You see my dad had met my mom as the beautiful Linda Lee. That was my mom’s professional name (wisely changed from Thelma Louks). She played piano in a Chicago bar. He was going to the University of Chicago, School of Social Work on the GI Bill. Linda Lee, my mom, sparkled in beaded tops and turned a man’s head with her long black hair, olive skin and dark eyes. It must have stirred a sensation up in my father cause he came back night after night just to watch her play. It took him a month to ask her out for some late night breakfast. Three years after their marriage, my mom lost her first breast. Radiation therapy left her neck burned and her beautiful hair was cut short in what they called a poodle cut. I remember my father’s shock. She walked with a cane and my Aunt Gerry came to help take care of me. We grew a pumpkin patch that ended up taking over half the back yard and Aunt Gerry gave me my first spanking. Never been hit before that. Never been hit. That same shock I felt then, was coming back to me now as I sat looking at my own lump. So shocked I didn’t cry.

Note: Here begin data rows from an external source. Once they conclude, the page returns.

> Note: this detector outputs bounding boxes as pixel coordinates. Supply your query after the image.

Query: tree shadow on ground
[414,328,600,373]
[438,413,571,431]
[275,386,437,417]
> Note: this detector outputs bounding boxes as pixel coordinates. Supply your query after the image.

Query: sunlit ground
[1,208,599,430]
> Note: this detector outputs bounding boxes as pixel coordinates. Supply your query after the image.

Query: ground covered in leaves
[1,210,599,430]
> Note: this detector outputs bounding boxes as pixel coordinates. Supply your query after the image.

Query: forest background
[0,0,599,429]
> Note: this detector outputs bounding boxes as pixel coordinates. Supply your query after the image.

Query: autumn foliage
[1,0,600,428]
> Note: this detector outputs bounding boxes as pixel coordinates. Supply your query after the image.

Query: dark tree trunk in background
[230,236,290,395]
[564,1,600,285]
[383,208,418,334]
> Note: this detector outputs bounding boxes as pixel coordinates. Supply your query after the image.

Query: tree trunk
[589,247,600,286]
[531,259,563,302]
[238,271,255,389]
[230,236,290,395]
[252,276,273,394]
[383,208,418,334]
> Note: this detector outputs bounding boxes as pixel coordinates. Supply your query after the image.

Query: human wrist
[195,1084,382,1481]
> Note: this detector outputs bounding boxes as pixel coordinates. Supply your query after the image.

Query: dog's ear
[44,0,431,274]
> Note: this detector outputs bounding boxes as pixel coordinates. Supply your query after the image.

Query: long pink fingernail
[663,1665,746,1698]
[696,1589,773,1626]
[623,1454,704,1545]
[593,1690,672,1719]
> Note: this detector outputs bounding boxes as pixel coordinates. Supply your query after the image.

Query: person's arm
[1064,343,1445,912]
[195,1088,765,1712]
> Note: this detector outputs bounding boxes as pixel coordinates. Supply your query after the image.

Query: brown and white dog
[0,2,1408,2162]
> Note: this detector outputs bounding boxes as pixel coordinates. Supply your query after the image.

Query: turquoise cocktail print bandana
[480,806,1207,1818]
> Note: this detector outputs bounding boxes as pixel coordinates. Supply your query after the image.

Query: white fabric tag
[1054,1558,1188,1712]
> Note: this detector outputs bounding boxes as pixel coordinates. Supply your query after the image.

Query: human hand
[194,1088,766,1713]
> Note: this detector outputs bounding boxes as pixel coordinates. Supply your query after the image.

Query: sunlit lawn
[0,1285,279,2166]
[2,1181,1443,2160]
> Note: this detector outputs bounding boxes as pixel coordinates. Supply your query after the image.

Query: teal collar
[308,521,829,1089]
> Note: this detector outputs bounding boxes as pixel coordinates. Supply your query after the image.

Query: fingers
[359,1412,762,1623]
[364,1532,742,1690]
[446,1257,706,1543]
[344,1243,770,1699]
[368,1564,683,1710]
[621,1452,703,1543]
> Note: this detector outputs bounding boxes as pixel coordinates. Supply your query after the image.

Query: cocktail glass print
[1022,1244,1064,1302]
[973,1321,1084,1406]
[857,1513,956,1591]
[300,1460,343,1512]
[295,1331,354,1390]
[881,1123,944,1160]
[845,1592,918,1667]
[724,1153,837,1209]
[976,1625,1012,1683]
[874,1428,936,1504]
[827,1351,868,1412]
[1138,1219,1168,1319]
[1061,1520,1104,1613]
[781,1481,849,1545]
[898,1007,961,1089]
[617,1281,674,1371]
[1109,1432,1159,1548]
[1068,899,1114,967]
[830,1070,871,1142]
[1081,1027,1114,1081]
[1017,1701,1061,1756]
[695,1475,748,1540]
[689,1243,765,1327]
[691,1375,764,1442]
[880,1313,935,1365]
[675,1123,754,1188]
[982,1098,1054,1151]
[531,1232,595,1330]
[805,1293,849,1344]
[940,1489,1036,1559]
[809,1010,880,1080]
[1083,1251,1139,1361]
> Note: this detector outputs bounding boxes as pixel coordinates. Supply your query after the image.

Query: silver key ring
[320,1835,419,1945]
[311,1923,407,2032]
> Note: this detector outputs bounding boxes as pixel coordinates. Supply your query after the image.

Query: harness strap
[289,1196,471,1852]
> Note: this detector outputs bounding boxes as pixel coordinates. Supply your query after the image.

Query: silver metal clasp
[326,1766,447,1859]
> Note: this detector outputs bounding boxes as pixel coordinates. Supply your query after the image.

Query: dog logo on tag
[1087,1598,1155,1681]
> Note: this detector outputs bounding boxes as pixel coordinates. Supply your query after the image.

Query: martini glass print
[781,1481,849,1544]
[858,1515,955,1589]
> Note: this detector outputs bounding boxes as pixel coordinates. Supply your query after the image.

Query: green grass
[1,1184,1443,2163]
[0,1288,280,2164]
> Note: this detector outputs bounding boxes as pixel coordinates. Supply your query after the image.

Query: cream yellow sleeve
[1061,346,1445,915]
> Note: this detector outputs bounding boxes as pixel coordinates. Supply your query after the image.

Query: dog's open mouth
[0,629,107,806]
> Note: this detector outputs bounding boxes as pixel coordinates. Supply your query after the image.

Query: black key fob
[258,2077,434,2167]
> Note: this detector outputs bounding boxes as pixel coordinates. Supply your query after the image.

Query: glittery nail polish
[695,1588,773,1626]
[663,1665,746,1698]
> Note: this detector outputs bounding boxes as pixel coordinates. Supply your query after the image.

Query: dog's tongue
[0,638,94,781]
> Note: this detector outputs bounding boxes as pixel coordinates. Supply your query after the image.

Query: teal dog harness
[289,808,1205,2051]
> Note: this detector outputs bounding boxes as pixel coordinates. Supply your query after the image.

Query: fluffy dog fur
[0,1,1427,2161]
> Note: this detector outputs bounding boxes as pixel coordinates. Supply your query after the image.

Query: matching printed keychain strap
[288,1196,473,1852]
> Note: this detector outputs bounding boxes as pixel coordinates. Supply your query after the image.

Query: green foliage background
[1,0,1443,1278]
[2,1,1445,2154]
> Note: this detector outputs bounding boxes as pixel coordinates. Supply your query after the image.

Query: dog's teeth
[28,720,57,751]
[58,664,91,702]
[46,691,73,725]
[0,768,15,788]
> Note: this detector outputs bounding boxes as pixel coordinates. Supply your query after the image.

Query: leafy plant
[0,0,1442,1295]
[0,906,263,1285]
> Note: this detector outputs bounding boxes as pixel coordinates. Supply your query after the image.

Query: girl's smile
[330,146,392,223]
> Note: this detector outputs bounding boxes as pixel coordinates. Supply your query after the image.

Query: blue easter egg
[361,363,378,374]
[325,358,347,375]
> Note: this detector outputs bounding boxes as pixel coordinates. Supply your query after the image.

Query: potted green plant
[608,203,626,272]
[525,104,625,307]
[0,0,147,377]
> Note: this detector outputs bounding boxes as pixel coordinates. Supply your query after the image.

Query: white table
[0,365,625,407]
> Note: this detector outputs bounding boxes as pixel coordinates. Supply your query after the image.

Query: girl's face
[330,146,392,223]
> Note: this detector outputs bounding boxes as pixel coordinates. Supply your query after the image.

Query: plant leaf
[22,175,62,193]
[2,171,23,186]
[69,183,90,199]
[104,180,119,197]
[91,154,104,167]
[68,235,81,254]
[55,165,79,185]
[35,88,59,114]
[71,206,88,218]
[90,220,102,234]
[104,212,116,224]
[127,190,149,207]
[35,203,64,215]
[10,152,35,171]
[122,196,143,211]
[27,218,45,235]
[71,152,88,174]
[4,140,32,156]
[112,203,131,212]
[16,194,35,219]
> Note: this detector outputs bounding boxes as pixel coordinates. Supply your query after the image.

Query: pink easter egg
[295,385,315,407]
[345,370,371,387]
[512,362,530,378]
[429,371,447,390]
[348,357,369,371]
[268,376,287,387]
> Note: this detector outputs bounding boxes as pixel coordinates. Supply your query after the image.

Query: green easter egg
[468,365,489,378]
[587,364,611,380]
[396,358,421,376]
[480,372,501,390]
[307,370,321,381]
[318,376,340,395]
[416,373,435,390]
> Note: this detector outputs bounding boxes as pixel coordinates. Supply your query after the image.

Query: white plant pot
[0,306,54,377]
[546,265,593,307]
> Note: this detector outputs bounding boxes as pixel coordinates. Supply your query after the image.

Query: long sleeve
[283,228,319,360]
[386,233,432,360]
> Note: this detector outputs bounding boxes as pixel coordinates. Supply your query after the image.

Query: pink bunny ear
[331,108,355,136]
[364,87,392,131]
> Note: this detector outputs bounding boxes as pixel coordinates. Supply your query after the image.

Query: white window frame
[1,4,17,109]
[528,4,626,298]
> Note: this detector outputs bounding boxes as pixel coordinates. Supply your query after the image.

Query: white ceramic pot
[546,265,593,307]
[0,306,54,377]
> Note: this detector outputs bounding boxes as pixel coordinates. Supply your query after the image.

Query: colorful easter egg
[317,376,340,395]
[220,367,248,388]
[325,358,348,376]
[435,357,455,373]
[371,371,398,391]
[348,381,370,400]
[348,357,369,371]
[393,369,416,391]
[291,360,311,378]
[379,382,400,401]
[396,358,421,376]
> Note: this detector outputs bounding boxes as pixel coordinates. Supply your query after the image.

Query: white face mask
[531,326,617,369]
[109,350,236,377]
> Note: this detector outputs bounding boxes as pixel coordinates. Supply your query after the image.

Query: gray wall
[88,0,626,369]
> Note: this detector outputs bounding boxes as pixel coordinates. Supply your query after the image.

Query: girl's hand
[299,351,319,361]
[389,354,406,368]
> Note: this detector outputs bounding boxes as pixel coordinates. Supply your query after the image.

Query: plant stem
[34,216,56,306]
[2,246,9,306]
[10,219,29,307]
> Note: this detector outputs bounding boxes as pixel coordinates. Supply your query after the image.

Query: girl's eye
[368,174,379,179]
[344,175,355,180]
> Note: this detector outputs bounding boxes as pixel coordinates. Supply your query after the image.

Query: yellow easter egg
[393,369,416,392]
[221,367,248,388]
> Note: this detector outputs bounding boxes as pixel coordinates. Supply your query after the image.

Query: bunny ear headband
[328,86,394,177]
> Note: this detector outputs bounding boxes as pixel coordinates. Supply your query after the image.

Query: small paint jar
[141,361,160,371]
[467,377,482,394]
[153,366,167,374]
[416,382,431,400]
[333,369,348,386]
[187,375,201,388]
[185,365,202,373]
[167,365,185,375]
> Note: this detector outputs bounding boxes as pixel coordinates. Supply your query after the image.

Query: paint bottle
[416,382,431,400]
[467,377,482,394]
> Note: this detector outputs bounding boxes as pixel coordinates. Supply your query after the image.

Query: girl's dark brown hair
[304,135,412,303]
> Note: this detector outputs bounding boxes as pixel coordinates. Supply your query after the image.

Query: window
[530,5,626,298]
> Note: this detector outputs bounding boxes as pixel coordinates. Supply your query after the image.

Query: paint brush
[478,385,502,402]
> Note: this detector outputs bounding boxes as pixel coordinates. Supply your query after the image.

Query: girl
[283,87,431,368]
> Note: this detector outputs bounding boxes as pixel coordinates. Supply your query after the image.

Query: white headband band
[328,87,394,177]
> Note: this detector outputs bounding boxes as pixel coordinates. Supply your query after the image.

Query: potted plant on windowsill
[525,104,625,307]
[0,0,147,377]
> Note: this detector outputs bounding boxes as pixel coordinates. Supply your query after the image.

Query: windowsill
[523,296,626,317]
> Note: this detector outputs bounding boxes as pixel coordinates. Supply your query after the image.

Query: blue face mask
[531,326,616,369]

“We want you to see our surgical oncologist today.” “Oh yes, of course,” I say. Somehow keeping my dignity is failing me, while I grasp my green gown, sheltering my boobs from prying eyes. The stockyard awaits for my next sizing up. I am prodded to a room where I now sit alone. It is a small room with an examination table, a computer and yellow curtains. Dr. D’Amour, surgical oncologist, is an efficient being who sweeps into the room. She is the top surgeon in her field and is trailed by several, young residents who shuffle to her side. Her eyes flicker over me as she reads my chart. She never looks me in the eye. I hide my inner shaking. By God, I have a law degree. I can look at all of this logically. And true to a style I would come to know all too well, Dr. D’Amour lays out the game plan for my next week’s surgery with the young heads bopping beside her. I suddenly feel like a lab mouse. I stop hearing. I wish to be innocent again, unaware of any pending illness. I want to be held. I want to be rocked by soft sounds of “it will be alright.” I want to hold onto my breasts. I think, “Oh my God, “I’m not a feminist! My breasts mean something to me. I don’t want to burn my bra; I want to fill it with luscious lumps. I want to attract men, with my breasts!” What a hypocrite. All I want is to keep my breasts because I want to be a physically complete woman. Where will I be? What will I be without them?
I never once asked my mother what it was like for her. Living with a defrocked chest, wide scars emphasizing the loss. After my father left for his D cup bride, my mom continued to play the piano, went on to learn to drive a car, take care of her own finances and earned a college degree in Early Childhood Education. She never remarried. She never dated. But she made a difference in her children’s lives and was the same horrible housekeeper. My mom died from best cancer. Despite medical intervention and her best efforts; the cancer attached to the spine and grew.
Today I am well. A selfish survivor that was able to dodge her bullet. I have kept my husband and on occasion still attract male flirtation. Like my Father’s D Cup trophy wife, I display my womanhood on my chest. Still trapped by the thoughts in my inner closet of what this really means for women everywhere.